AMUSEMENT PARKS Dark-ride enthusiasts go down a tunnel of love together
This group is daffy about old rides and funhouses.
By JENNINE ZELEZNIK
VINDICATOR TRUMBULL STAFF
VIENNA -- Got a hankering for dark, spooky places? Like wobbly mirrors and rotating barrels?
The Darkride and Funhouse Enthusiasts have just the club for you.
"We call ourselves daffy," co-founder Rick Davis of Vienna said.
Get it? DAFE -- daffy?
"Totally tongue-in-cheek," Davis laughed. "Pun intended."
The group, which claims about 200 people from all over the world (one member's from Canada), wants to document the history of a different part of the amusement park industry.
Very few dark rides or funhouses are left in U.S. amusement parks, Davis said. Many that are -- such as the Old Mill at Kennywood Park -- are quite old.

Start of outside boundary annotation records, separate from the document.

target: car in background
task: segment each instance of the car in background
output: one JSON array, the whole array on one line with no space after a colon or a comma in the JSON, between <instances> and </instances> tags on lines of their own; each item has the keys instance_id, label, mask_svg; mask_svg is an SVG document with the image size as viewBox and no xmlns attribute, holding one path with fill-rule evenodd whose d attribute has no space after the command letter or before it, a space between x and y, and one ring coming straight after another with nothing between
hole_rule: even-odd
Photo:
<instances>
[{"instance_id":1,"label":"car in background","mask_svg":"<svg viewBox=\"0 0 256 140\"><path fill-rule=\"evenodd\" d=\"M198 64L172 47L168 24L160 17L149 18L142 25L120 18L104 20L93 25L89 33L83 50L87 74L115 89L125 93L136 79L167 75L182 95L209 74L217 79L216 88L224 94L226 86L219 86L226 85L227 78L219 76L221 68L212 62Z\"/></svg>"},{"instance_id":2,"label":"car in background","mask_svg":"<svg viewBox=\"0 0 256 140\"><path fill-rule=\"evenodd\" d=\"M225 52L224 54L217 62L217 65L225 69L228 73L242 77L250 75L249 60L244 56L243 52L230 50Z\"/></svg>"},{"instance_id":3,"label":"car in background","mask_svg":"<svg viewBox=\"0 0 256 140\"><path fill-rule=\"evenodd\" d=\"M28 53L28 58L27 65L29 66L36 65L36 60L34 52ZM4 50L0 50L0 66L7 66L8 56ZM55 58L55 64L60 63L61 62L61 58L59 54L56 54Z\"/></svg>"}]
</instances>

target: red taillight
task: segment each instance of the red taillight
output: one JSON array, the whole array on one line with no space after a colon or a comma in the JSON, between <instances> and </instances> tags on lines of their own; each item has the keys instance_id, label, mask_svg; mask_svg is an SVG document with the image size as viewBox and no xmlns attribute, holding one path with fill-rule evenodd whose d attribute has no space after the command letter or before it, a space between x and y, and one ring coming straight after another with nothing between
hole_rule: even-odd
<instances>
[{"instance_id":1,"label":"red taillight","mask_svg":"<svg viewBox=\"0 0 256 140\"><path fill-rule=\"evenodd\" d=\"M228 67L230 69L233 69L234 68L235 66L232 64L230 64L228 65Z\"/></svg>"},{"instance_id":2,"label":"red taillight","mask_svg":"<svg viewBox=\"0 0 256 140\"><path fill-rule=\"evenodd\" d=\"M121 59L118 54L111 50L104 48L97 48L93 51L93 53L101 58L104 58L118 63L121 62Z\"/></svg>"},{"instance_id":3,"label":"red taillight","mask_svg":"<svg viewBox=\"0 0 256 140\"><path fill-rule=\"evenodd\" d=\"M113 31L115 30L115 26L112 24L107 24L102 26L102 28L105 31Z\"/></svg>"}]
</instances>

Goals: "We're rapidly losing a lot of this old history," Davis said. To preserve it -- at least a little -- many of the group's members photograph those remaining.
They also want to bring attention to the attractions and try to persuade parks to keep them, said co-founder Joel Styer of Reading, Pa.
"We want to make people know the rides are popular," he said. "They're disappearing, and hopefully we can try to turn that around."
Most funhouses and dark rides can be found in the smaller, more traditional amusement parks.
"The large parks seem to have shunned them for the most part," Styer said, though the dark rides at least seem to be enjoying a comeback.
New twist: A new type of interactive dark ride is becoming popular, Styer said. Instead of the normal "going-through-a-dark-tunnel-with-things-popping-up-at-you" ride, this one offers something more:
"You can 'shoot' at things around the ride -- what pops up," he said.
Davis added, "They've kind of updated the dark-ride idea."
The roots of this group go back to Youngstown's Idora Park and its funhouse.
"It was the worst thing in the world that ever happened when they took it out," Davis said.
He'd never taken any pictures of that funhouse, and regretted it.
Styer, too, had a ride he'd grown up with close before he took any pictures.
Most of DAFE's members learn about the club from its Web site, Davis said.
Event: The club just had its first event, which celebrated the 100th birthday of the Old Mill ride at Kennywood Park. They're hoping to have another get-together in August, he said.
"We know people think we're crazy, but this is what we're interested in," Davis said.